The equation provided, \( h = -16t^2 + 60t + 30 \), is a quadratic equation that opens downward because the coefficient of \( t^2 \) is negative (-16). This means the maximum height of the ball will be at the vertex of the parabola.
Let's analyze the features of the given options:
- Direction of the Curve: The graph should open downward.
- Initial Height: When \( t = 0 \), \( h = 30 \). Therefore, the graph should pass through the point (0, 30).
- Graph Characteristics: Since \( h \) represents height, it cannot be negative; thus, we should consider the relevant points where \( h \) is at least 0.
Based on these characteristics, the correct graph should show a downward-opening curve that passes through (0, 30) and does not have any positive height values significantly below that.
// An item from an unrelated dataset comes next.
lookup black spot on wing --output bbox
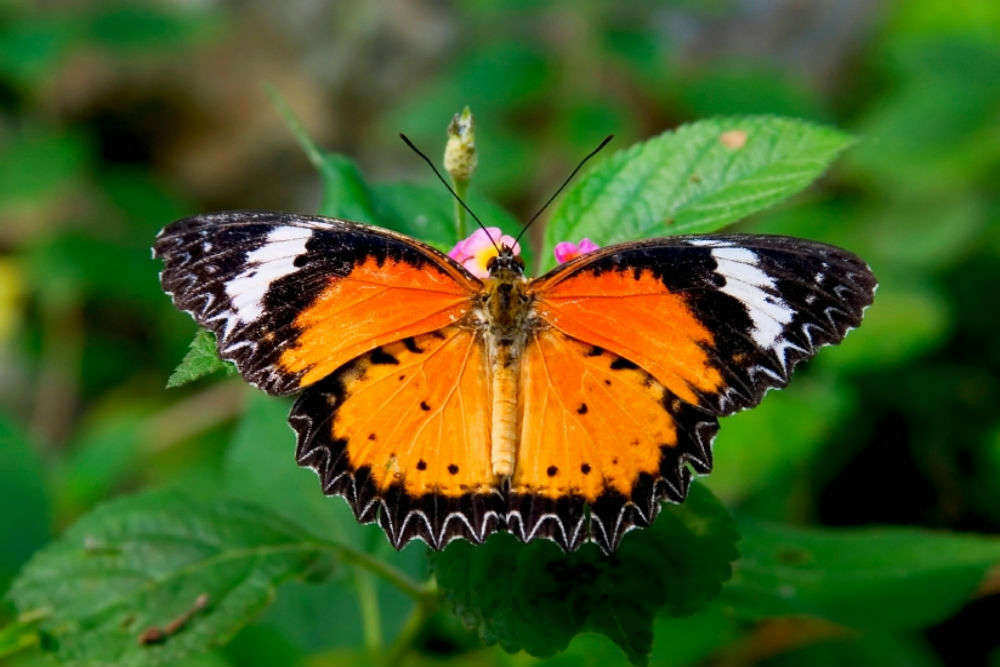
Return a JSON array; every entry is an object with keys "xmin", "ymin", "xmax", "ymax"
[{"xmin": 370, "ymin": 348, "xmax": 399, "ymax": 365}]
Among the options provided, the only graph that fulfills these criteria is:
- The one that includes a solid curve that opens downward and goes through the points (0, 30).
Specifically, the correct answer would be:
The coordinate grid has t axis labeled from negative 5 to 5 and h axis labeled from negative 60 to 90 in intervals of 15. The graph of a solid curve opens downward and goes through the points left parenthesis negative 1 comma negative 46 right parenthesis; left parenthesis 0 comma 30 right parenthesis; left parenthesis 2 comma 86 right parenthesis; and left parenthesis 4 comma 14 right parenthesis. There is shading below the curve.
This description matches the features of the quadratic and its characteristics, specifically emphasizing that it correctly represents the physical situation described.